珊瑚朱色に照り映える空の雲に透きとおる瑠璃の色がかかり始めた頃。 館のあちこちから見つけ出された硝子燈がダリアの庭に集められた。 一番数が多かったのはシャンデリアから外されてきたもの。シャンデリアをよくよく見てみればずばり真ん中に硝子燈が仕込まれていて、召喚したフワリンを足場にしつつ皆で館中のシャンデリアから硝子燈を掻き集めてきたのだ。 硝子燈に火を入れ、ダリアの根元から見つかったプレートのとおりに庭へ並べれば―― 澄んだ夜闇に染められ始めた花の庭に、琥珀硝子を透かした淡い金の光の迷路が浮かび上がる。 秘密の光景が綺麗で、この場に流れる時間が優しくて、フィリシアは幸せな心地で吐息を洩らした。 館や庭を彩る楽しい悪戯心が愛しくて、光の景色を見渡したヨルは小さな笑みを零して瞳を細める。 誰かを笑顔にする、優しい秘密に満ちた場所。 初めての冒険で素晴らしい機会を頂いたと礼を述べるエルヴィンにあらあらと上機嫌で微笑んで、折角だから秘密のダリアの傍のテーブルで晩餐にしましょう、と夫人は皆に呼びかける。
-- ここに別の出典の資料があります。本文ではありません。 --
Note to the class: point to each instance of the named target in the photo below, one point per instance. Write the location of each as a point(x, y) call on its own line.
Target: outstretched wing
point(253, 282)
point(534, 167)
給仕するより楽しく食べたいからと、南瓜と舞茸のマリネや栗のポタージュ、香草と炙ったスペアリブに蜂蜜ワインソースを添えた皿を皆で纏めて運んでしまい、其々が席に着けば、雪のような煌きが視界の隅で瞬いた。 見渡せば、深い葡萄色を湛えたダリアの花弁、燈火に照らされた白の部分がきらきらと光を放つ。 「ああ、これこそが『秘密のダリア』なのだな」 確かに他では見られない花だと笑んで、シバは葡萄酒で満たされた杯を手に取った。 嘗て館を訪れた者達もこの秘密に胸を躍らせ、館の主たちもそれを嬉しく思っていたのだろうか。 「ここにはわくわくが沢山詰まってるもんな」 楽しかったと夫人に語る彼の様子に破顔して、セイガは皆に酒杯を掲げてみせた。
楽しい秘密の数々に、乾杯。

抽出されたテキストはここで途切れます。